Because this group of young people we refer to as emerging adults is particularly self-focused in their pursuits and often without any clear direction of where they want to go with their lives. Does that mean that they are irresponsible or have a poor work ethic? Not necessarily. There are many passionate and committed young people who are trying to find their path toward a meaningful contribution to society. The problem though is finding that purpose. Many want to wait until they can really make a mark in what they do.
This differs from previous generations where it was assumed that they would start at the bottom and gradually work their way up. Emerging adults are not inclined to start at the bottom. They want to do something significant now. But, because they aren’t sure what that significant thing is, they spend an inordinate amount time in a “holding stage.” That holding stage could be living at home with their parents indefinitely, saving up money, jumping from job-to-job or simply going off on an extensive travel experience to get clarity on their life direction.
What does this mean for parents of young adults?
In the past, when a young person reached their early 20s most parents assumed their children were on their own and their parenting responsibilities were finished. That no longer is true. Many of these young people still depend on their parents to a large degree. Yet, many parents seem unaware of the problem, perhaps because it is so prevalent in our culture. Furthermore, many parents do not see it as their responsibility to actively help their older children form plans for their future.
This problem does not simply start when high school or college graduation becomes a reality; it starts much sooner. Our culture makes it very difficult to be clear on one’s purpose in life.

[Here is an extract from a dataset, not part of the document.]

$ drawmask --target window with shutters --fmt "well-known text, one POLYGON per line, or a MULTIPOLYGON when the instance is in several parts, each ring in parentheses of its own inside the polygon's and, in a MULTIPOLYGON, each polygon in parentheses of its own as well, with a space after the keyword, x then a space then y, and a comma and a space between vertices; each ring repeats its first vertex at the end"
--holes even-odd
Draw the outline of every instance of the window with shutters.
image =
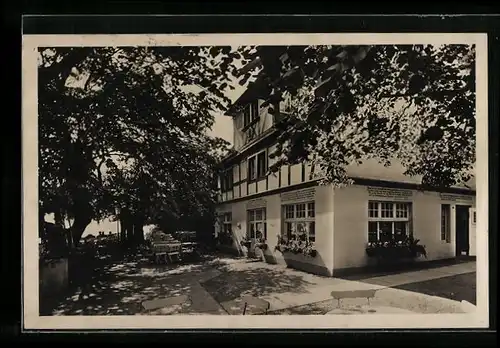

- We are faced with unlimited choices. The more choices we have the more discerning we need to be to determine what is best
- Relentless distractions – many of which revolve around entertainment
- Consumerism – the notion that accumulation of material goods is the highest goal in life
- Emphasis on money and status as the measure of “success.”
As enticing as these options are, none lead to a clear sense of purpose. In fact, these merely cloud the quest for purpose.
As parents, we have to be clear on what our purpose is for our children so we can help them find purpose in their lives. The earlier we start the better.
Our kids are looking to us to provide this guidance. If we do they can avoid the emerging adult syndrome.